Imagínate la escena: domingo por la mañana, los fieles congregados en las iglesias de Gdansk, Polonia, y de repente, el sermón da un giro inesperado. El enemigo público número uno no es un villano de cómic ni una catástrofe lejana, sino una guardería local. Sí, una guardería. Bienvenidos a la insólita batalla entre el centro infantil ‘Bajkowo’ y la todopoderosa Iglesia Católica polaca.

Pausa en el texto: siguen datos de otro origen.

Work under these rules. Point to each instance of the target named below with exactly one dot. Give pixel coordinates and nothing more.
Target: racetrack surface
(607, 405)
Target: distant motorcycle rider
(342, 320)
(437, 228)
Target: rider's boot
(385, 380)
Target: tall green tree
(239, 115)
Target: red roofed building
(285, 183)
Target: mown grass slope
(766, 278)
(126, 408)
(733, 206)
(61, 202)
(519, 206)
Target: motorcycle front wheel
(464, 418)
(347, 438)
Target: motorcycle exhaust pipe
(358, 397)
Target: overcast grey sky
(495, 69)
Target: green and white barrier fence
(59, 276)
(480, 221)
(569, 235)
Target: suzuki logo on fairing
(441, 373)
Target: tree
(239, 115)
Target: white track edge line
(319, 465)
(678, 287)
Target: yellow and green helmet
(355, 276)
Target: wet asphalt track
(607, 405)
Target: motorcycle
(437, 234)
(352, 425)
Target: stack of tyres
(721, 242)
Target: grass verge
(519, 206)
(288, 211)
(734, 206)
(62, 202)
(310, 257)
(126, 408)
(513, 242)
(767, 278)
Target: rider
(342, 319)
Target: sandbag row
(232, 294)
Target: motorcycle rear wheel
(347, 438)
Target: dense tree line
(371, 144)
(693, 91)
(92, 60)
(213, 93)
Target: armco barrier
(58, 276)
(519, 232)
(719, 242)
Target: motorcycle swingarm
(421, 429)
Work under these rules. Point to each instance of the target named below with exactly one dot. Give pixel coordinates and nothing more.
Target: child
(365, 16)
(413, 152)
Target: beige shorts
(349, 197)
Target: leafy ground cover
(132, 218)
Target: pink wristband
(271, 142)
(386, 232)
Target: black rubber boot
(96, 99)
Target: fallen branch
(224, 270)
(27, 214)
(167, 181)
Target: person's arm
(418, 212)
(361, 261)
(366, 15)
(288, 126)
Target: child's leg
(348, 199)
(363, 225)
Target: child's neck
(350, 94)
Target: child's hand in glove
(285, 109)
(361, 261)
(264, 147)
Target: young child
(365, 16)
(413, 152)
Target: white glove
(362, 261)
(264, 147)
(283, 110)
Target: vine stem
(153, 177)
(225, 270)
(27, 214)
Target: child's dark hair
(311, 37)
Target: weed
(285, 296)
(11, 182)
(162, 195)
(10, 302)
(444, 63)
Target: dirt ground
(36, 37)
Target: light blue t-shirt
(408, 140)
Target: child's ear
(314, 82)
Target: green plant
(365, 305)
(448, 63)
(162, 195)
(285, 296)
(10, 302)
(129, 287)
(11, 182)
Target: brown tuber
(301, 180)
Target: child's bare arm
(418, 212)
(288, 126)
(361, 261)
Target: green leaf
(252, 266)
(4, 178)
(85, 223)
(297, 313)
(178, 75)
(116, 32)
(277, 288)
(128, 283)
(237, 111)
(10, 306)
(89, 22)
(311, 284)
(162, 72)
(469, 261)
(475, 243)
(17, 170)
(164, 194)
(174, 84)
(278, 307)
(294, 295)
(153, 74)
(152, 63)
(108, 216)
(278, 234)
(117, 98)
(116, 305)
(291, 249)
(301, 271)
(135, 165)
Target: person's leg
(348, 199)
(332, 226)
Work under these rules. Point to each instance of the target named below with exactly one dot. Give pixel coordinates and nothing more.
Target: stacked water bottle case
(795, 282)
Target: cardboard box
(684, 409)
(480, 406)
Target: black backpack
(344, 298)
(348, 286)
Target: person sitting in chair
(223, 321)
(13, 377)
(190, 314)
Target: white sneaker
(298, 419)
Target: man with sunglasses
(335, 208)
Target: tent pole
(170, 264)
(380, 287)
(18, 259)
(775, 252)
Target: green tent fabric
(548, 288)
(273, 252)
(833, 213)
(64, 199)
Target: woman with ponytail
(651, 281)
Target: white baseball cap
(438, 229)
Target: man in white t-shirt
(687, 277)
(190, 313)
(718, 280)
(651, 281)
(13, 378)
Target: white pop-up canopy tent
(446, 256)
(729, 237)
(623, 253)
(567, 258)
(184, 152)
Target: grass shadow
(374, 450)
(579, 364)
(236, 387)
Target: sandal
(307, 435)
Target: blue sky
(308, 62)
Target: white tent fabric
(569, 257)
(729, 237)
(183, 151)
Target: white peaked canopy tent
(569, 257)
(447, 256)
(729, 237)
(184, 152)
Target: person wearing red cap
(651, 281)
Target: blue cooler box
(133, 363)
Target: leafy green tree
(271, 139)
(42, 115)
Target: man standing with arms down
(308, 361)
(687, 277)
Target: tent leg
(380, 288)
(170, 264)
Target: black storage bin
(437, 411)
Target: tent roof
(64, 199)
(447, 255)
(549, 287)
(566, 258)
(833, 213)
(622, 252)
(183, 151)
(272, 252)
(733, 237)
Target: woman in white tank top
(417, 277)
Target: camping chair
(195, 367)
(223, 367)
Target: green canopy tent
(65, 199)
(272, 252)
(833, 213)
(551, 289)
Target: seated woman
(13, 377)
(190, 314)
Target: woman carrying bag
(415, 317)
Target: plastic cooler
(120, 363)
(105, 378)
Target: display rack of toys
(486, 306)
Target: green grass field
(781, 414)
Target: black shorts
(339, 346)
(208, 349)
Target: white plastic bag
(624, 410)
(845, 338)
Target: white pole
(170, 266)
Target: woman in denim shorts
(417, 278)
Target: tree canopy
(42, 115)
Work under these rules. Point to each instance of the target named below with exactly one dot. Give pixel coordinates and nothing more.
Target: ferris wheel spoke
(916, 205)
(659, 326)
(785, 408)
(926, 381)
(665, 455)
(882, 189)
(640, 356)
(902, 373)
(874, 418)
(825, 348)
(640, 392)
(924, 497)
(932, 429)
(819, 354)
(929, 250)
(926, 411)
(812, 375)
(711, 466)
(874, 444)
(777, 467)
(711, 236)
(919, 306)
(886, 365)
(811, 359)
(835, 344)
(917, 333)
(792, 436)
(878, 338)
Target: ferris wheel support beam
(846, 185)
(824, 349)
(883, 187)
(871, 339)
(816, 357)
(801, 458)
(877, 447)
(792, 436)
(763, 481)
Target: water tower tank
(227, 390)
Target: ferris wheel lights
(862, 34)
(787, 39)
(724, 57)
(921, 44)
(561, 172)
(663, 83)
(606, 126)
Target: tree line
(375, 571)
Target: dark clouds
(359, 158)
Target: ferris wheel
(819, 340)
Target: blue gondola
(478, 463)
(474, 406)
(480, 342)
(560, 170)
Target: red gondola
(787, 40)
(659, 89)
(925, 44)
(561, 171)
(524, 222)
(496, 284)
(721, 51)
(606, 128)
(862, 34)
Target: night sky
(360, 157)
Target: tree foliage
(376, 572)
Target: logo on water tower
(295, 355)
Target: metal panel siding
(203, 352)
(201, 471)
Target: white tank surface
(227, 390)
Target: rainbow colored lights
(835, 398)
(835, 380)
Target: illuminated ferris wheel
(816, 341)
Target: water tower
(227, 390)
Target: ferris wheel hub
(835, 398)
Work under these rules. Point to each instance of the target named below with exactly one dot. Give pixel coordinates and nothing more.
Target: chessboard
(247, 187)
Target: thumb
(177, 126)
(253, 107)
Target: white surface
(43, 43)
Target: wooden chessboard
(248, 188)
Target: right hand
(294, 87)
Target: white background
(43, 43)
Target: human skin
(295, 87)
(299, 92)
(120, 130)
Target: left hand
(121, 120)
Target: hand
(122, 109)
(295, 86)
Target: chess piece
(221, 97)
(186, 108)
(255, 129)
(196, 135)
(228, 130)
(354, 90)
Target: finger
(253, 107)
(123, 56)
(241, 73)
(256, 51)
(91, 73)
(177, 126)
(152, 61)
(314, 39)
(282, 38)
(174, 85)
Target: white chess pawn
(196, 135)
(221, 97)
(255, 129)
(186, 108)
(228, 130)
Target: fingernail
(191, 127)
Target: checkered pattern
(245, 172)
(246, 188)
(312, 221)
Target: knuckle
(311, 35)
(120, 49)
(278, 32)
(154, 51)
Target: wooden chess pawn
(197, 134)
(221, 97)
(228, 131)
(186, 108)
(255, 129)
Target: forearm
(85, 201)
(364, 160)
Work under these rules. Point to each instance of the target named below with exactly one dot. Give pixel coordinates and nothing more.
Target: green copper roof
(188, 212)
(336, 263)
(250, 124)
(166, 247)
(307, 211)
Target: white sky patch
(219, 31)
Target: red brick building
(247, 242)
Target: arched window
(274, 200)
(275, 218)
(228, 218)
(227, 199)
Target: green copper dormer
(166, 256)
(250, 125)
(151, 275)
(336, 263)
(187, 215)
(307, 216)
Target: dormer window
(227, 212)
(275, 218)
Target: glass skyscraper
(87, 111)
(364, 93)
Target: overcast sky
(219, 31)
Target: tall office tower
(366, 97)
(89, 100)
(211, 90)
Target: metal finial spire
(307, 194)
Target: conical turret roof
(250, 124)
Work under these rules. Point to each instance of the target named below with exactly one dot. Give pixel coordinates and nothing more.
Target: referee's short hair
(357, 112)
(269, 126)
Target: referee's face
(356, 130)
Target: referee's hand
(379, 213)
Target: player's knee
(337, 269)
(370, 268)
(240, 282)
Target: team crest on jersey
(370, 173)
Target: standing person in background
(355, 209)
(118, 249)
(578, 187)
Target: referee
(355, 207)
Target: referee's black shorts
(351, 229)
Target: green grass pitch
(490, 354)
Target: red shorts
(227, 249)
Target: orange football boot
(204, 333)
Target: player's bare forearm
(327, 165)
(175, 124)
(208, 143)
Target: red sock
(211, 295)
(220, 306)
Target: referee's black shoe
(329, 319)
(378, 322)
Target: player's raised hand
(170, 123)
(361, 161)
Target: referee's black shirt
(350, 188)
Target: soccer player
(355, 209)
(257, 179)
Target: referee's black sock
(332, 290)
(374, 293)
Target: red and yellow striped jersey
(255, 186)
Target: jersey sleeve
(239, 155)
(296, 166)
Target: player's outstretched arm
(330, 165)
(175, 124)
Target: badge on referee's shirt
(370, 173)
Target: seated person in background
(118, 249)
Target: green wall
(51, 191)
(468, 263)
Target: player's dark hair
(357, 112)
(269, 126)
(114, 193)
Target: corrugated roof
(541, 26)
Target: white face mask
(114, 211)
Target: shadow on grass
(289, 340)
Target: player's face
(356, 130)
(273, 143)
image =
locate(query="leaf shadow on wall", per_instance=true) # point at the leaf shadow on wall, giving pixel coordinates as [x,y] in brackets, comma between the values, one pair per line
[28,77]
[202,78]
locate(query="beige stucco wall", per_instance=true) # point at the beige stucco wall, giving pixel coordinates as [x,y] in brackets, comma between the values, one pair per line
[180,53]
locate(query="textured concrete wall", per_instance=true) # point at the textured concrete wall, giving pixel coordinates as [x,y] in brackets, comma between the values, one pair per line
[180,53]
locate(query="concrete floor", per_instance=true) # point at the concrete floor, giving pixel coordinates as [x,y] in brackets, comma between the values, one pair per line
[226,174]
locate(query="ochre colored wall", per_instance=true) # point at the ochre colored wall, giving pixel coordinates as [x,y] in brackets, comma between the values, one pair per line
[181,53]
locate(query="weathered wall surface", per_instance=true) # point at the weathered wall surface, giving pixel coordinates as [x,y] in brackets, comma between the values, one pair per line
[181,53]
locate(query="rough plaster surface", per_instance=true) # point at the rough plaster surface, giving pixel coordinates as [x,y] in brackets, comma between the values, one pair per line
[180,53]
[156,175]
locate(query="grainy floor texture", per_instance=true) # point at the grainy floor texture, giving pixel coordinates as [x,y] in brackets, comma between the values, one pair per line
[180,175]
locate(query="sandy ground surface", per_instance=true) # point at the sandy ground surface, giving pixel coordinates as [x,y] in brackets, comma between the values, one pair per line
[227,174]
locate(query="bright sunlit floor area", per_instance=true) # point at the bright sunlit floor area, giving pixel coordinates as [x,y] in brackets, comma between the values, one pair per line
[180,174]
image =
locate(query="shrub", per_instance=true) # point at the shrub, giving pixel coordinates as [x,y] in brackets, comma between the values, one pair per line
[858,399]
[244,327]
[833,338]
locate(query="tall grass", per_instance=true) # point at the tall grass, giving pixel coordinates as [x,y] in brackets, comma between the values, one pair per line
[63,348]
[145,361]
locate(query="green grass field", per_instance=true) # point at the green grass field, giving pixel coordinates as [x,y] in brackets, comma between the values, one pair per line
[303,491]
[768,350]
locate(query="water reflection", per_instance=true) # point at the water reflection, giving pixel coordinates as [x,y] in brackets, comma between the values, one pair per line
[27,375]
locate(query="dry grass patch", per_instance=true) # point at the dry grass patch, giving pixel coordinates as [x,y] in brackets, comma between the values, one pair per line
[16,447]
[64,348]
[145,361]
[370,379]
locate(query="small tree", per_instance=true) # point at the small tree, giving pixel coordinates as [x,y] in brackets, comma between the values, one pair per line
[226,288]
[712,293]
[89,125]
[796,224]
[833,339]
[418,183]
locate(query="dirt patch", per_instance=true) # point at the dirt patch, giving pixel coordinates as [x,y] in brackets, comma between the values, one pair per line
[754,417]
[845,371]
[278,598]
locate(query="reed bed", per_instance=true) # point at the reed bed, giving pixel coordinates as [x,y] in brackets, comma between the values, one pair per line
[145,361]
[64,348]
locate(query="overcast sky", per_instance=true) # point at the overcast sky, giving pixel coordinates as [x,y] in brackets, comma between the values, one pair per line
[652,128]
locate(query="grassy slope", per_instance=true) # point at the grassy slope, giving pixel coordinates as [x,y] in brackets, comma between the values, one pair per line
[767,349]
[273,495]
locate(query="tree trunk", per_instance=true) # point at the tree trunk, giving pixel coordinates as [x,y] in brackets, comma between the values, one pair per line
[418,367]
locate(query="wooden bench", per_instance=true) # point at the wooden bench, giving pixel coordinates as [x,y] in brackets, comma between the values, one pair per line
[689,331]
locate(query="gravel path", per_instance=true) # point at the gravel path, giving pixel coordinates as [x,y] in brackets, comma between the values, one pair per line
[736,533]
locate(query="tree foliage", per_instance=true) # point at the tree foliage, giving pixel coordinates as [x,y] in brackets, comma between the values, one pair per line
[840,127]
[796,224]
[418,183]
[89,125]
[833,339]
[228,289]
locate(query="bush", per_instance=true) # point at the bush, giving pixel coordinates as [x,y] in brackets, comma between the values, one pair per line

Todo comenzó con una decisión aparentemente democrática y bastante lógica. Joanna Ratajczak, la directora del centro, decidió preguntar a los padres qué querían para sus hijos. El resultado de la encuesta fue claro: no querían clases de religión. Dicho y hecho, la asignatura fue eliminada del programa. En la mayoría de países, la historia acabaría aquí. Pero esto es Polonia.
Aquí, aunque la educación religiosa es opcional, forma parte del currículo estatal y su presencia en colegios y guarderías es la norma, con los costes cubiertos por el presupuesto público. Así que la decisión de ‘Bajkowo’ no sentó nada bien en la curia local. La reacción fue, digamos, un pelín desproporcionada. En un comunicado oficial, leído solemnemente durante la misa dominical en todo el distrito, acusaron a la guardería de algo gravísimo: ‘prohibir a Dios’ y ‘privar a los niños de su derecho a conocerle’.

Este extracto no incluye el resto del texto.